The outside of the roasting pan will get quite sooty. Grab some baking soda and a sponge with a scrub pad. Get the sponge wet then sprinkle it liberally with baking soda. Rub the baking soda on the outside of the pan, and the soot will wipe off easily! This trick even works if you’ve left the pan sit for several days before tackling the soot (don’t judge…the inside was clean!). So don’t stress about it until you have time![thrive_leads id=’8031′]
Charcoal Grilled Turkey
Free up your oven by using the grill to cook your next turkey! This AIP and Paleo recipe is gluten, dairy, and egg free allowing you and all your guests to enjoy turkey this holiday season.
- 16 pound fresh turkey
- 1 recipe Alton Brown’s brine
- 1 sprig fresh rosemary
- 1 sprig fresh thyme
- 1 lemon sliced
- 1 apple quartered
- 1 cup dry white wine
Remove the neck and organs from the turkey. Put in refrigerator for gravy. Make one batch of Alton Brown’s turkey brine and soak turkey for 8 to 16 hours.

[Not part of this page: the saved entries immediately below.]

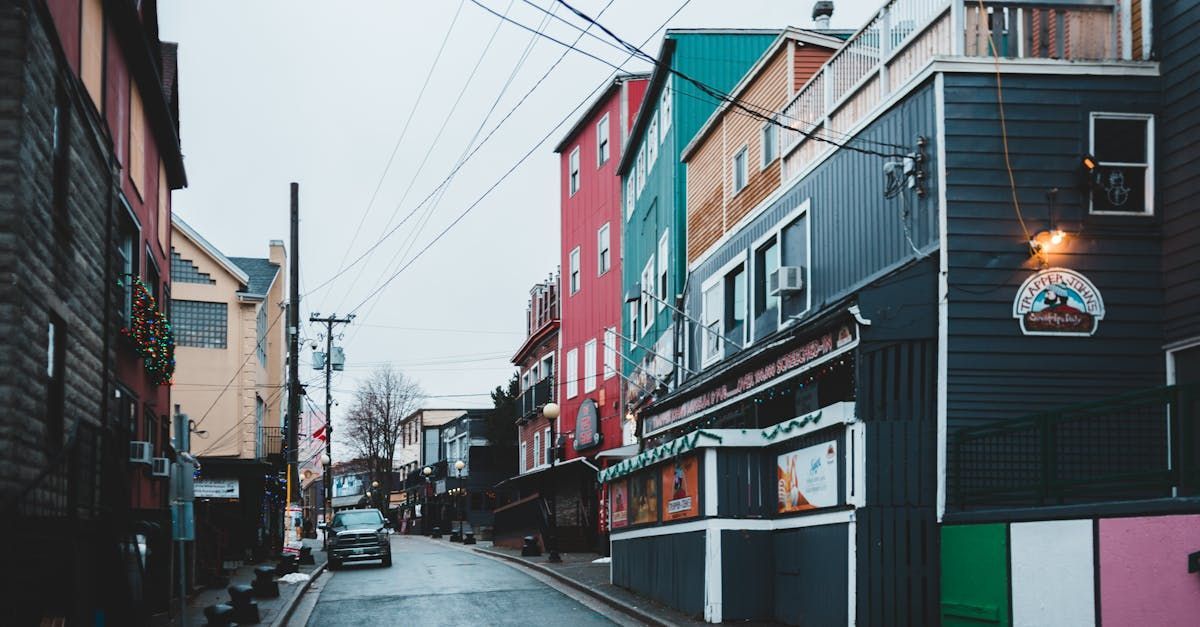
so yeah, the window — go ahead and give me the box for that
[701,281,722,365]
[81,0,103,111]
[521,369,532,392]
[129,83,145,196]
[629,301,639,345]
[640,257,655,335]
[569,246,581,294]
[158,161,169,253]
[647,117,658,167]
[569,147,581,196]
[584,339,597,392]
[145,251,160,305]
[118,211,139,325]
[541,354,554,383]
[256,304,268,367]
[597,223,611,275]
[732,146,748,193]
[780,212,811,320]
[566,348,579,398]
[171,250,215,284]
[255,395,265,457]
[597,114,610,166]
[52,80,71,231]
[657,230,669,310]
[545,427,553,464]
[143,408,157,450]
[725,264,747,344]
[603,327,616,380]
[172,300,228,348]
[761,122,777,168]
[660,78,672,136]
[625,176,635,219]
[636,150,646,194]
[753,236,781,339]
[1089,113,1153,214]
[533,431,542,466]
[46,316,66,450]
[519,440,527,471]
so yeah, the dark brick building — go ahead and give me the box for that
[0,1,184,624]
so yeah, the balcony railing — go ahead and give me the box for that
[950,385,1200,509]
[780,0,1132,177]
[517,376,554,422]
[259,426,282,459]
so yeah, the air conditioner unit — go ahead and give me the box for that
[129,441,152,465]
[152,457,170,478]
[768,266,805,297]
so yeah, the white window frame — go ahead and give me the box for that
[732,145,748,194]
[629,301,639,346]
[544,427,553,465]
[519,439,527,471]
[701,275,723,367]
[534,430,542,467]
[541,353,554,382]
[660,78,672,137]
[761,121,777,169]
[640,256,655,335]
[597,223,611,275]
[657,230,669,311]
[597,113,610,166]
[1166,337,1200,385]
[636,149,646,195]
[569,246,581,294]
[748,200,811,343]
[1088,112,1154,216]
[603,327,617,380]
[584,339,597,392]
[569,146,581,196]
[566,347,579,398]
[625,176,635,220]
[647,116,658,167]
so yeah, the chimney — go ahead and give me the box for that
[812,1,834,29]
[269,239,286,267]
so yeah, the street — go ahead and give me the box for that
[302,536,626,627]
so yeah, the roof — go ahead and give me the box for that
[681,27,845,161]
[554,73,650,154]
[172,214,250,286]
[228,257,280,297]
[495,457,600,487]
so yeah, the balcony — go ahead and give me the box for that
[517,376,554,422]
[950,385,1200,510]
[780,0,1141,177]
[259,426,282,460]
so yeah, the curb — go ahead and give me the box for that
[271,561,327,627]
[471,546,672,627]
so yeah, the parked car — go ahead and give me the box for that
[325,509,392,569]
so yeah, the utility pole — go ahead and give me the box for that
[286,183,301,551]
[310,312,353,544]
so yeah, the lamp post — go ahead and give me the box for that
[321,453,331,549]
[371,480,381,513]
[542,402,562,563]
[453,460,466,542]
[422,466,434,536]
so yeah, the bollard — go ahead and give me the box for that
[275,554,298,576]
[252,565,279,598]
[203,603,235,627]
[449,530,462,543]
[431,526,442,539]
[227,584,260,624]
[464,532,477,545]
[299,545,315,565]
[521,535,541,557]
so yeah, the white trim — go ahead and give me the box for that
[596,112,611,167]
[172,214,250,286]
[569,246,581,294]
[935,72,949,523]
[566,347,579,399]
[1088,111,1155,216]
[847,519,857,626]
[603,327,617,381]
[1166,337,1200,385]
[610,509,856,541]
[704,527,722,623]
[760,121,777,170]
[657,230,670,312]
[597,223,611,276]
[704,448,718,517]
[584,338,598,393]
[1141,1,1152,61]
[568,146,581,196]
[847,421,867,508]
[1121,0,1133,60]
[640,256,655,335]
[731,145,749,194]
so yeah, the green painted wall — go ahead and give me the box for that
[941,524,1011,626]
[621,31,777,379]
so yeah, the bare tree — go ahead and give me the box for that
[344,366,424,506]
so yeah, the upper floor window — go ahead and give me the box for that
[636,150,646,195]
[732,146,748,194]
[534,430,543,466]
[762,122,777,168]
[660,79,672,137]
[569,146,581,196]
[584,339,597,392]
[173,300,228,348]
[566,348,579,398]
[597,114,610,166]
[701,261,746,366]
[647,117,658,167]
[625,176,635,220]
[640,257,655,335]
[1089,113,1153,215]
[657,230,669,310]
[171,250,216,285]
[569,247,581,294]
[129,84,146,197]
[256,304,268,367]
[81,0,104,112]
[118,209,140,325]
[603,327,616,380]
[597,223,611,275]
[754,236,780,323]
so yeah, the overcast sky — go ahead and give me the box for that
[157,0,877,458]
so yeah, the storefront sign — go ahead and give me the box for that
[660,455,700,520]
[1013,268,1105,336]
[609,480,629,529]
[333,473,365,497]
[629,471,659,525]
[644,323,857,435]
[777,440,838,513]
[194,478,239,499]
[574,399,602,451]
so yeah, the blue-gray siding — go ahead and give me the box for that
[610,531,706,617]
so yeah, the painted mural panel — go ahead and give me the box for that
[609,479,628,530]
[1099,514,1200,626]
[1010,519,1095,627]
[777,440,838,513]
[660,455,700,521]
[629,470,659,525]
[941,524,1011,626]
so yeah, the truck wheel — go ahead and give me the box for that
[382,553,392,567]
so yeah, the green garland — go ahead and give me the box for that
[122,277,175,385]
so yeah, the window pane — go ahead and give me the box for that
[172,300,228,348]
[1093,165,1146,213]
[1094,118,1147,163]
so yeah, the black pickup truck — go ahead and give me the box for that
[326,509,392,569]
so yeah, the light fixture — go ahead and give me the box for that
[422,466,432,476]
[320,453,331,467]
[455,460,466,471]
[1081,154,1098,173]
[371,480,380,489]
[543,402,560,420]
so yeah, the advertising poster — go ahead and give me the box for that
[609,480,629,530]
[777,440,838,513]
[629,471,659,525]
[660,455,700,521]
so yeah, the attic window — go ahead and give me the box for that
[171,250,216,284]
[1089,113,1153,215]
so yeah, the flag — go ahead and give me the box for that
[312,424,327,442]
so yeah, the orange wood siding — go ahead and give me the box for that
[1132,0,1143,60]
[792,45,829,92]
[686,131,724,263]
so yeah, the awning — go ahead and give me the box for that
[495,457,599,487]
[331,495,364,508]
[595,444,639,459]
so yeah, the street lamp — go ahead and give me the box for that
[321,453,332,549]
[542,402,562,563]
[422,466,434,537]
[453,460,466,542]
[372,480,381,512]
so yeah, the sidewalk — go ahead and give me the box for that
[447,538,711,627]
[154,537,327,627]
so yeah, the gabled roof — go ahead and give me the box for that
[172,214,249,286]
[228,257,280,297]
[680,27,845,162]
[554,73,650,154]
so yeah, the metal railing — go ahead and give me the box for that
[259,426,282,459]
[517,376,554,421]
[951,385,1199,509]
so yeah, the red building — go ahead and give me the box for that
[512,272,559,476]
[553,75,647,543]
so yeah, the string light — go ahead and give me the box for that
[121,277,175,385]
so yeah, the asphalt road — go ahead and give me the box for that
[303,535,625,627]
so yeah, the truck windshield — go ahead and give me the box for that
[332,511,382,527]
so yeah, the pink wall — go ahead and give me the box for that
[1099,514,1200,626]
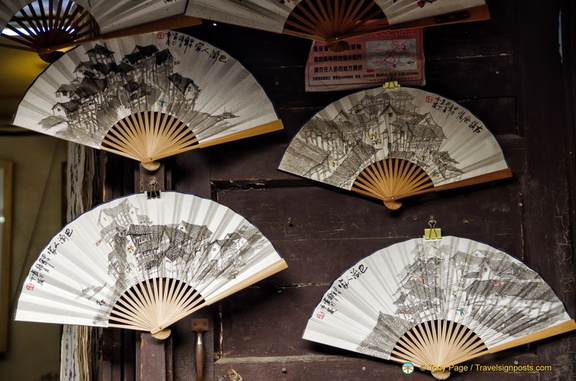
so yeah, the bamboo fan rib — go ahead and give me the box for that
[101,112,199,171]
[352,158,434,210]
[109,278,204,339]
[279,84,512,209]
[15,192,288,338]
[391,320,487,380]
[0,0,201,61]
[1,0,99,62]
[12,30,283,168]
[302,236,576,379]
[284,0,388,51]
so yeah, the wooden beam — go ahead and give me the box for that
[136,333,173,381]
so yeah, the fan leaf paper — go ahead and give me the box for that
[15,192,288,338]
[0,0,201,60]
[279,84,512,209]
[185,0,489,49]
[303,236,576,379]
[12,30,283,170]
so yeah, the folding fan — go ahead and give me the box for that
[12,30,283,170]
[15,191,288,339]
[278,83,512,209]
[185,0,489,50]
[303,236,576,379]
[0,0,201,61]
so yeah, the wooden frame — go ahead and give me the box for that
[0,160,13,353]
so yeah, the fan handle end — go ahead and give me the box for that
[142,161,161,172]
[431,370,451,380]
[151,328,171,340]
[384,199,402,210]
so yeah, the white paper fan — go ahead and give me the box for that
[12,30,283,170]
[15,191,288,339]
[303,236,576,379]
[0,0,201,61]
[279,84,512,209]
[185,0,488,50]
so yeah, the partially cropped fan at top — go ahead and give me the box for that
[185,0,489,50]
[0,0,201,61]
[12,30,283,170]
[15,192,288,339]
[303,236,576,379]
[279,84,512,209]
[0,0,489,59]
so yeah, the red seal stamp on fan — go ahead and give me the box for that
[25,283,35,291]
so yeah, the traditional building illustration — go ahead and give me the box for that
[38,41,236,144]
[355,241,568,357]
[284,88,465,188]
[91,198,268,300]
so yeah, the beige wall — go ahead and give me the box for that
[0,134,67,380]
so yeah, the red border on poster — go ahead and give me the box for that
[305,28,425,92]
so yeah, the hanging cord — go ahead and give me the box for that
[11,139,64,312]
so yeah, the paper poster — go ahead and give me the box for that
[305,29,425,92]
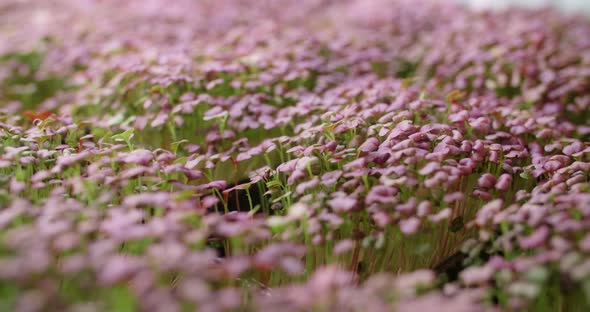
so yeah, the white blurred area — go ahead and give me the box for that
[461,0,590,14]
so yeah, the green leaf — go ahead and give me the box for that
[111,128,135,142]
[272,191,292,203]
[174,190,196,201]
[170,140,189,155]
[173,156,188,165]
[121,238,154,255]
[500,221,510,234]
[266,179,283,189]
[0,281,19,311]
[104,284,138,312]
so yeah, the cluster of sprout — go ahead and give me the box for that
[0,0,589,311]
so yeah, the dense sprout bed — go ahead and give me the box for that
[1,0,590,311]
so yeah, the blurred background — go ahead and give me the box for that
[461,0,590,14]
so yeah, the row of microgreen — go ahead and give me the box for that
[0,102,541,297]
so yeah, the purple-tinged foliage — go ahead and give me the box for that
[0,0,589,310]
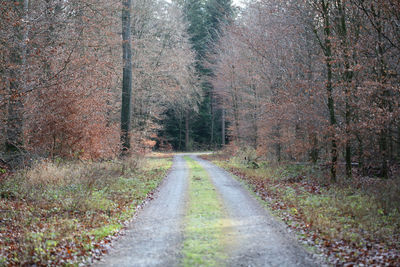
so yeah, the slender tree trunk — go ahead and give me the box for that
[337,0,353,178]
[380,130,389,178]
[210,94,214,147]
[375,8,389,178]
[310,131,319,163]
[121,0,133,154]
[322,0,338,182]
[251,84,258,149]
[231,66,240,144]
[221,108,225,146]
[6,0,28,153]
[185,109,190,151]
[397,123,400,161]
[356,133,364,176]
[275,124,281,162]
[6,65,23,152]
[178,110,182,151]
[233,98,240,144]
[389,123,393,161]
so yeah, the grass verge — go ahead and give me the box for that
[0,155,172,266]
[182,156,229,267]
[204,153,400,266]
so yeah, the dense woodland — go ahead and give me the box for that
[213,0,400,181]
[1,0,399,179]
[0,0,200,162]
[0,0,400,265]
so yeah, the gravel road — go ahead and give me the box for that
[95,156,189,267]
[193,155,317,267]
[95,154,318,266]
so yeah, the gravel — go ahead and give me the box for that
[94,155,188,267]
[193,155,318,267]
[94,154,320,267]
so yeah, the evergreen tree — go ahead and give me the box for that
[161,0,232,150]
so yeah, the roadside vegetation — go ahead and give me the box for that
[203,151,400,266]
[0,155,172,266]
[182,156,229,267]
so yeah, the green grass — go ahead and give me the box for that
[0,155,172,266]
[88,224,122,242]
[182,156,230,267]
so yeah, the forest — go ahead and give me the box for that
[2,0,400,178]
[0,0,399,266]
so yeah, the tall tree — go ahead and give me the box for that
[180,0,232,149]
[121,0,133,153]
[309,0,338,181]
[6,0,28,153]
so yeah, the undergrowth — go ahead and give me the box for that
[206,152,400,266]
[0,155,172,266]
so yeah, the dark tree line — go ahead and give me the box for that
[158,0,233,151]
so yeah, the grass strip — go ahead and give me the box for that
[182,156,229,267]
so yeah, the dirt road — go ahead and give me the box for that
[95,156,189,267]
[95,155,318,266]
[193,155,316,266]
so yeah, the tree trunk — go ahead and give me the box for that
[375,7,389,178]
[6,0,28,153]
[210,94,214,147]
[275,124,281,162]
[185,109,190,151]
[251,83,258,149]
[397,123,400,161]
[322,0,338,182]
[221,108,225,146]
[6,67,23,152]
[231,66,240,144]
[178,110,182,151]
[121,0,133,154]
[380,130,389,178]
[310,131,319,163]
[337,0,353,178]
[356,133,364,175]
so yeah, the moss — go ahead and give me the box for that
[182,156,231,267]
[88,224,122,242]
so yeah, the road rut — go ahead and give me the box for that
[95,154,318,266]
[192,155,316,266]
[95,156,188,267]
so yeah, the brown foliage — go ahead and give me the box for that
[212,0,400,179]
[0,0,121,160]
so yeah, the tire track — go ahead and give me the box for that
[95,155,188,267]
[192,155,318,267]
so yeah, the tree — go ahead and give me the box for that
[212,0,400,180]
[176,0,233,149]
[121,0,133,153]
[1,0,122,161]
[309,0,338,181]
[4,0,29,154]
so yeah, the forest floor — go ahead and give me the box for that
[203,152,400,266]
[96,154,317,267]
[0,153,173,266]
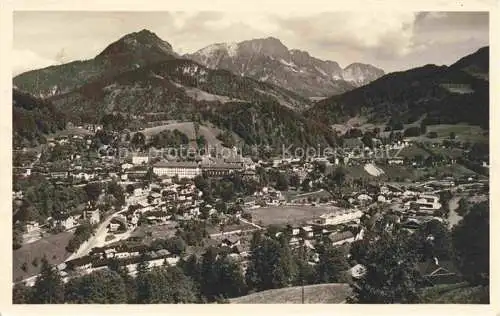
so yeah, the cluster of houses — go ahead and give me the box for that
[108,182,204,233]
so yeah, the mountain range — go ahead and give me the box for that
[13,30,337,148]
[186,37,384,98]
[12,29,489,149]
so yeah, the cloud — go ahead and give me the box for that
[12,49,57,76]
[273,12,417,59]
[13,11,489,74]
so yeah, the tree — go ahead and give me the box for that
[216,255,247,299]
[13,224,23,250]
[64,270,127,303]
[275,172,289,191]
[84,182,102,205]
[32,257,65,303]
[245,231,297,292]
[323,167,347,198]
[361,132,374,148]
[293,245,317,286]
[289,173,301,188]
[126,184,135,195]
[165,236,187,255]
[13,282,33,304]
[136,253,150,275]
[316,244,349,283]
[131,132,146,148]
[420,121,427,134]
[135,266,199,303]
[413,219,452,260]
[452,201,489,286]
[218,180,235,202]
[348,230,423,303]
[196,135,206,149]
[179,254,201,286]
[199,247,220,300]
[107,181,125,206]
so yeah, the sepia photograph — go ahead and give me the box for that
[4,4,494,309]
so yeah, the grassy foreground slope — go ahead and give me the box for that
[230,283,351,304]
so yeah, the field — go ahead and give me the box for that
[410,124,488,143]
[344,162,479,183]
[13,231,74,282]
[135,122,233,147]
[230,283,351,304]
[247,206,335,226]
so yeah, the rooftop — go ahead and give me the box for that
[153,161,199,168]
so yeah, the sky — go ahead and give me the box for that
[13,11,489,76]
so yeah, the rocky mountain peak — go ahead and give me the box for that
[96,29,176,60]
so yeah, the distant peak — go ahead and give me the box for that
[96,29,175,60]
[122,29,163,42]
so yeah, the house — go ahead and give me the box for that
[201,161,243,177]
[388,158,404,165]
[109,223,120,232]
[377,195,388,203]
[24,221,39,233]
[84,209,100,225]
[221,235,241,247]
[73,172,93,181]
[153,161,201,179]
[50,171,68,179]
[132,155,149,165]
[67,256,93,271]
[418,258,461,285]
[415,194,442,212]
[59,215,79,230]
[121,163,134,171]
[350,264,367,279]
[357,194,373,203]
[301,226,314,239]
[328,231,355,246]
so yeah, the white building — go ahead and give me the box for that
[318,209,363,226]
[84,209,100,225]
[415,194,442,211]
[132,155,149,165]
[121,163,134,170]
[24,221,39,233]
[152,161,201,179]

Light charcoal grill and bring to 325°. Create indirect heat by using a plate setter underneath the grill grate or some other method.
Remove turkey from brine, pat dry, and place on v-rack. Allow to rest, uncovered, in the fridge for 2-6 hours.
Remove turkey from fridge and place a bag of ice on the breast to keep it cool while preparing the pan and turkey for the grill.
Insert fresh rosemary and thyme into the cavity of the turkey. Place apples, lemon, and white wine in the roasting pan under the turkey.
Place slow-cook meat thermometer in the innermost part of the breast. Put the turkey on the grill. Cook until the internal temperature reaches 165°. You may need to rotate the turkey halfway through for even browning.
Allow turkey to rest for 30 minutes prior to carving. Keep pan drippings to make gravy.